In-story information
- Species: Human
- Team affiliations: S.H.I.E.L.D., Ultimates, Avengers
- Notable aliases: Black Widow
- Abilities: Slowed aging; Enhanced immune system; Abnormally superior athletic condition; Hypnosis; Enhanced psychological defenses;

= Monica Chang =

Black Widow (Monica Chang-Fury) is a fictional character appearing in American comic books published by Marvel Comics. An Ultimate Marvel version was first seen in 2009 as an Asian American and the ex-wife of that universe's Nick Fury, while an Earth-616 version later debuted in 2013 as a devout Muslim.

==Fictional character biography==
Monica Chang-Fury was created by Mark Millar and Carlos Pacheco, and debuted in Ultimate Comics: Avengers #3 (December 2009) as the second Black Widow in the Ultimate Marvel continuity. She is the former wife of Nick Fury. Chang and Fury divorced after she found out that Fury cheated with all her female family members and friends.

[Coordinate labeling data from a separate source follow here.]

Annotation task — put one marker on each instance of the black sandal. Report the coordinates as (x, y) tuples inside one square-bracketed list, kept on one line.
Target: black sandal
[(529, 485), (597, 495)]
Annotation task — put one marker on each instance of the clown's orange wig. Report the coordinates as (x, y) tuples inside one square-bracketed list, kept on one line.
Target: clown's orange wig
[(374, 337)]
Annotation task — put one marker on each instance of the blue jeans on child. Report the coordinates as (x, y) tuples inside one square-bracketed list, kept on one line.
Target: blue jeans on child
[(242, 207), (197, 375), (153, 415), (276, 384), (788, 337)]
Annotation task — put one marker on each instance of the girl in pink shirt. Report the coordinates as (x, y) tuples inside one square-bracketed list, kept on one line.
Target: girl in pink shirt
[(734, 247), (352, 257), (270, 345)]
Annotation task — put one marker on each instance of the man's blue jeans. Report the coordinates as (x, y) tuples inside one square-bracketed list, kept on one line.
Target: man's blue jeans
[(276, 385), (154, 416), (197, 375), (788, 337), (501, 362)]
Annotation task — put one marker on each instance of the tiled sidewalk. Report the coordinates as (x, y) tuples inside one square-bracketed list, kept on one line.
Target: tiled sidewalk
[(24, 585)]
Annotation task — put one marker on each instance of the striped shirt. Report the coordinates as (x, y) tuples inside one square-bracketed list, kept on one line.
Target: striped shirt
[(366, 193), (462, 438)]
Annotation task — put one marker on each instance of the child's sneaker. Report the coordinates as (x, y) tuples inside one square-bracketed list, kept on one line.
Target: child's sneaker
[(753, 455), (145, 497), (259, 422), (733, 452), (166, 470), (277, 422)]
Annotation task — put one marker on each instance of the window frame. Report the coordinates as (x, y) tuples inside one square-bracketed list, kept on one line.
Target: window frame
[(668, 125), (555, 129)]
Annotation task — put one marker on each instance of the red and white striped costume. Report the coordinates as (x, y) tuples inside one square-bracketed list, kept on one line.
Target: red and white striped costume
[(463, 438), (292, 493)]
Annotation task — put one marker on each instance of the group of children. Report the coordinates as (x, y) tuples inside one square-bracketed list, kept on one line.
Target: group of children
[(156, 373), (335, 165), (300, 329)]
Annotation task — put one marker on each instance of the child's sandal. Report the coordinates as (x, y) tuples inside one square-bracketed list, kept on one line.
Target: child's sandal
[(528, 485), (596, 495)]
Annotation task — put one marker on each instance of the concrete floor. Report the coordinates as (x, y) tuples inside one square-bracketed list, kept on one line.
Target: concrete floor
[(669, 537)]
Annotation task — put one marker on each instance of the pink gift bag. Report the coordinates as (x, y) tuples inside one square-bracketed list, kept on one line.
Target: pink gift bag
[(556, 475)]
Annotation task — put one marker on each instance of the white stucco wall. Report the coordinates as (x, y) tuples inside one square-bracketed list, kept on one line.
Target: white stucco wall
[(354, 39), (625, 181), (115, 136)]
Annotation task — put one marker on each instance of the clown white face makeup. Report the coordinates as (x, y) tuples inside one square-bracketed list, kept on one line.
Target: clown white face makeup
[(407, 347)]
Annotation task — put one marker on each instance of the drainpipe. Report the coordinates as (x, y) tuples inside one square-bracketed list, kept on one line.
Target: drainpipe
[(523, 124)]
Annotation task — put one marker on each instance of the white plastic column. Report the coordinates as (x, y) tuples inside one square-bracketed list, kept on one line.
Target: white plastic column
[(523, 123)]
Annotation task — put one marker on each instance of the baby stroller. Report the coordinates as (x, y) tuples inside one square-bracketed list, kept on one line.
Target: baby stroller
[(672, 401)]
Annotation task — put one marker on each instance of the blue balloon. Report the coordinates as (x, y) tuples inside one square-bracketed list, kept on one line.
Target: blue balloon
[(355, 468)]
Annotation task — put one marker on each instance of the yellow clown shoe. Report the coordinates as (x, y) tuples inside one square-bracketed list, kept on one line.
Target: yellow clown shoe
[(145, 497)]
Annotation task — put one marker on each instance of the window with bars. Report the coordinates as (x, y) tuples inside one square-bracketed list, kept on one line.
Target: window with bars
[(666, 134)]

Chang is initially an active member of the Avengers' missions. Chang later transfers to the New Ultimates alongside Captain America, Iron Man and Thor and fights against her former teammates, who were supposedly selling government secrets.

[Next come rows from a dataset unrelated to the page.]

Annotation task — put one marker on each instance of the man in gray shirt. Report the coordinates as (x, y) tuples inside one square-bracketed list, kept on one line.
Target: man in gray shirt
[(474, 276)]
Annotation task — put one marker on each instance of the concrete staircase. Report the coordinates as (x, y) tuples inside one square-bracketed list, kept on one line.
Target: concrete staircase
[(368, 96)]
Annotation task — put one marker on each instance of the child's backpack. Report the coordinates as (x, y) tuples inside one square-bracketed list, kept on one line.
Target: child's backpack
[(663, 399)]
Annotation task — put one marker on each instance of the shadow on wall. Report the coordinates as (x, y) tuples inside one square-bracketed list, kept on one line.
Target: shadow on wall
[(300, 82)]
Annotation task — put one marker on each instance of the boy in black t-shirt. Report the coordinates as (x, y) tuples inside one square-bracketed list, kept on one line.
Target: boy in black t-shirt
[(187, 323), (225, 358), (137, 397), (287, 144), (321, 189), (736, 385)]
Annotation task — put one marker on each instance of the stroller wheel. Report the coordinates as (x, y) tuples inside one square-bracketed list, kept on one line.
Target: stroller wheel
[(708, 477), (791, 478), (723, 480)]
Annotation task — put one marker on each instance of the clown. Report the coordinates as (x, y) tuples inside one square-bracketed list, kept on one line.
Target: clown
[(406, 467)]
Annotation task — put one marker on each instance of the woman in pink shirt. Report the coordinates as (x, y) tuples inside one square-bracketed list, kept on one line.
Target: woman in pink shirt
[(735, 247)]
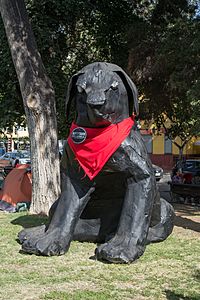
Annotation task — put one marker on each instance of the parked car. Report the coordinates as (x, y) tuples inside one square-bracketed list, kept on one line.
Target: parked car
[(12, 158), (158, 171)]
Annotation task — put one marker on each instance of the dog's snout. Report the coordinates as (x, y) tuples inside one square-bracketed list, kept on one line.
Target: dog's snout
[(96, 99)]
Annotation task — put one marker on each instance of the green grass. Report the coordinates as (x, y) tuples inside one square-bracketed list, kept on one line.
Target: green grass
[(168, 270)]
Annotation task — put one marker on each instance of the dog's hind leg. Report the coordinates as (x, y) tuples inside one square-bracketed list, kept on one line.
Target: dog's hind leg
[(57, 238), (129, 242)]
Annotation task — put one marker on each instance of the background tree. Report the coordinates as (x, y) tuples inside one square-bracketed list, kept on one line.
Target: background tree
[(39, 104), (165, 63)]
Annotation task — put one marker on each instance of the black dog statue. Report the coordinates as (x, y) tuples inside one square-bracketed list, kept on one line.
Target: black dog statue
[(109, 193)]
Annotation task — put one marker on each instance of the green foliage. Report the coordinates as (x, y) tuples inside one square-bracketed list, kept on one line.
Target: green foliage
[(165, 63)]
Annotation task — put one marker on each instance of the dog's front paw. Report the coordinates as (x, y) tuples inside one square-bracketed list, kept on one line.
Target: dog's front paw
[(49, 244), (119, 250), (29, 233)]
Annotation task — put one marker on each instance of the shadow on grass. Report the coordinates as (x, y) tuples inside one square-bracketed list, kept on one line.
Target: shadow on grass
[(174, 296), (186, 209), (30, 221), (187, 223), (197, 275)]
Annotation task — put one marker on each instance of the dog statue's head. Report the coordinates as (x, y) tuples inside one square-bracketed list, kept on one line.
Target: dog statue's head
[(101, 94)]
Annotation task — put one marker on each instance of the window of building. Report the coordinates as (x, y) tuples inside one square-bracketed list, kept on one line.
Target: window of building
[(168, 146), (148, 142)]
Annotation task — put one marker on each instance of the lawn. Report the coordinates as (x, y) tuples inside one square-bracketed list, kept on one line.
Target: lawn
[(168, 270)]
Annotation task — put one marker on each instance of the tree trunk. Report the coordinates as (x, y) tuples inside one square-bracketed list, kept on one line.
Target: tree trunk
[(39, 103)]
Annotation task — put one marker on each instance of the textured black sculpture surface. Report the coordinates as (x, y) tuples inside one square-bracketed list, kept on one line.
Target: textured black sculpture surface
[(117, 203)]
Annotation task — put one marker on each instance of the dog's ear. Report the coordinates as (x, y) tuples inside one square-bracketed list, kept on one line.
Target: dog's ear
[(131, 91), (69, 103), (130, 87)]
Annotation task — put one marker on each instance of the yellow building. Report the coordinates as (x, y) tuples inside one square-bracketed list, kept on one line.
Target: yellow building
[(164, 152)]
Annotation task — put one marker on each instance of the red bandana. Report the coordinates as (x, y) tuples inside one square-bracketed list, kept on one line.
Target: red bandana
[(100, 143)]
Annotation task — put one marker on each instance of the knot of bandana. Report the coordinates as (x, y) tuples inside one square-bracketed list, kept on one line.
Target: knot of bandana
[(98, 144)]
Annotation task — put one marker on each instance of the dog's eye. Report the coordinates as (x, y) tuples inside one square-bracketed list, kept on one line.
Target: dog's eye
[(80, 89), (114, 85)]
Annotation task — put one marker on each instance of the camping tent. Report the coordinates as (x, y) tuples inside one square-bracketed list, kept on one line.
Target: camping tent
[(16, 190)]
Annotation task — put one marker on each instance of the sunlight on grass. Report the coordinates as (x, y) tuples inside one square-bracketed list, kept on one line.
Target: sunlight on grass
[(167, 270)]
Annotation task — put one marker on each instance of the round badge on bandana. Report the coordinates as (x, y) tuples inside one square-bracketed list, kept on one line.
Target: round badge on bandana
[(78, 135)]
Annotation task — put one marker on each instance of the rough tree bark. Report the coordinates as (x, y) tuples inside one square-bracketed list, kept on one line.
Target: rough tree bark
[(39, 103)]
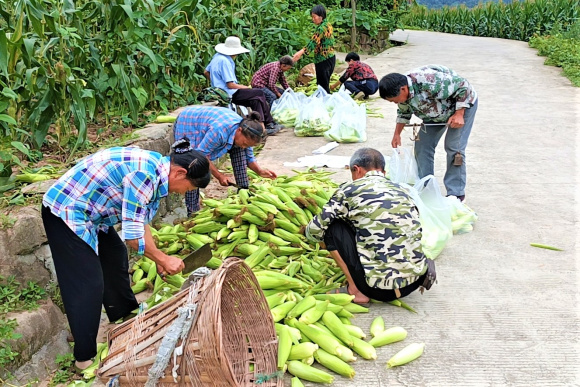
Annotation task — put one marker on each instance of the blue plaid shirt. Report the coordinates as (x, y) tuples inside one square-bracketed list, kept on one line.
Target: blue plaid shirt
[(116, 185), (210, 130)]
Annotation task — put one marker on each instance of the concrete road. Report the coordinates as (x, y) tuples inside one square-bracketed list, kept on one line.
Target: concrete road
[(503, 313)]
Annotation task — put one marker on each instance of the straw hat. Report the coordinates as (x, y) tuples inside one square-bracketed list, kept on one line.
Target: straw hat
[(232, 46)]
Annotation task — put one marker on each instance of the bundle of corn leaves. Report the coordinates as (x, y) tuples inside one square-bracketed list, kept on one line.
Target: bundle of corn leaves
[(265, 226)]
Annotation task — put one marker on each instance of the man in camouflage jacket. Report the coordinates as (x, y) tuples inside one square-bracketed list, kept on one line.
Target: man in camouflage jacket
[(371, 228), (444, 101)]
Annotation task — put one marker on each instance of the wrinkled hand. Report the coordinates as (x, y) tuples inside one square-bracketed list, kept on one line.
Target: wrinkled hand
[(296, 57), (267, 173), (396, 141), (456, 121), (225, 180), (171, 265)]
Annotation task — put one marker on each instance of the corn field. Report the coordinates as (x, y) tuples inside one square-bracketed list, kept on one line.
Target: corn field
[(65, 64), (517, 21)]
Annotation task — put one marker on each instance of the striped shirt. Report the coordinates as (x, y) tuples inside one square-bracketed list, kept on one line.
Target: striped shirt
[(210, 130), (321, 43), (117, 185), (358, 71), (268, 75)]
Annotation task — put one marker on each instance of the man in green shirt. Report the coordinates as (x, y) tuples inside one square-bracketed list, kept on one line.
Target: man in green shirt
[(444, 101), (371, 228)]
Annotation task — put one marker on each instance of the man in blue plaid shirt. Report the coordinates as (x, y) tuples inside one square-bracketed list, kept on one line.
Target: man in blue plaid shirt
[(214, 131), (117, 185)]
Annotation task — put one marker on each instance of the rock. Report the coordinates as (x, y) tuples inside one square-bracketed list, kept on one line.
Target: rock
[(44, 333), (24, 250), (37, 188)]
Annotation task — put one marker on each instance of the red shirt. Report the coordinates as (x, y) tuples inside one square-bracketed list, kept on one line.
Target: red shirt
[(358, 71), (268, 75)]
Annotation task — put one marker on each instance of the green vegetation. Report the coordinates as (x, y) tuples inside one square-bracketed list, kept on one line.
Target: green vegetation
[(66, 67), (551, 26), (65, 372), (431, 4), (14, 297), (518, 20), (562, 49)]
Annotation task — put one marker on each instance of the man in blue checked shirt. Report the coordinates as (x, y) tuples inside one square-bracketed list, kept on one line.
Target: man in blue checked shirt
[(214, 131), (117, 185)]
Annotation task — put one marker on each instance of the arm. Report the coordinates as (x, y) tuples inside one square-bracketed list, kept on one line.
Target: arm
[(336, 85), (221, 178), (396, 141), (284, 82), (272, 79), (165, 263), (233, 85), (261, 171), (213, 146), (138, 189)]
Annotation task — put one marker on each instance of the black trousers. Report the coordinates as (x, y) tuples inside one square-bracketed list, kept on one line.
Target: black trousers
[(254, 99), (341, 237), (324, 70), (88, 281)]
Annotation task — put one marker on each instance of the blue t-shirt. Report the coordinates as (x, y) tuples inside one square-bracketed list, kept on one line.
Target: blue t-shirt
[(222, 70)]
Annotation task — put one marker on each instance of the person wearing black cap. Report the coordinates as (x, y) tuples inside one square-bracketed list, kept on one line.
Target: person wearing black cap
[(216, 130)]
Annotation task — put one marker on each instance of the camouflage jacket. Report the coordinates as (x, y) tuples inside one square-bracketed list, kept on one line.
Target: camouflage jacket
[(388, 232), (435, 92)]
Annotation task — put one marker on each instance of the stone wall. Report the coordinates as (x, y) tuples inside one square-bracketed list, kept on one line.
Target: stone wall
[(24, 253)]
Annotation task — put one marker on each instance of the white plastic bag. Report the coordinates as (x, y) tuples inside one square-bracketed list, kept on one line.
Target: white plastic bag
[(462, 217), (313, 119), (403, 166), (285, 110), (349, 124), (434, 214), (337, 101)]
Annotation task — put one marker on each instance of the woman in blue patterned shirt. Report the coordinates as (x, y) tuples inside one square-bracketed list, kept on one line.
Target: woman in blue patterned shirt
[(117, 185)]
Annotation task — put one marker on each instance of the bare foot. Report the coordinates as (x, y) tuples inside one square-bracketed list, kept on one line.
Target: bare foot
[(83, 364), (359, 298)]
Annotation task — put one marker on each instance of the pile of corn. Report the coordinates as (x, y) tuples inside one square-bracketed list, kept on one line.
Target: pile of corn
[(265, 226)]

Chang rejoins the Ultimates and moves to the Triskelion. She joins Fury, Hawkeye and the Falcon in battling the Maker's Children of Tomorrow. After a nuclear attack on Washington, D.C. kills most of the presidential cabinet, a new "Civil War" erupts. Chang personally helps against Marvin Flumm, resulting in her becoming the director of S.H.I.E.L.D. While working with the FBI, Chang is apparently killed by the Green Goblin.

==Other versions==
Monica Chang makes her first appearance in Marvel's mainstream Earth-616 continuity in the Avengers A.I. series. This version is the chief of S.H.I.E.L.D.'s A.I. Division, and is an Asian American devout Muslim.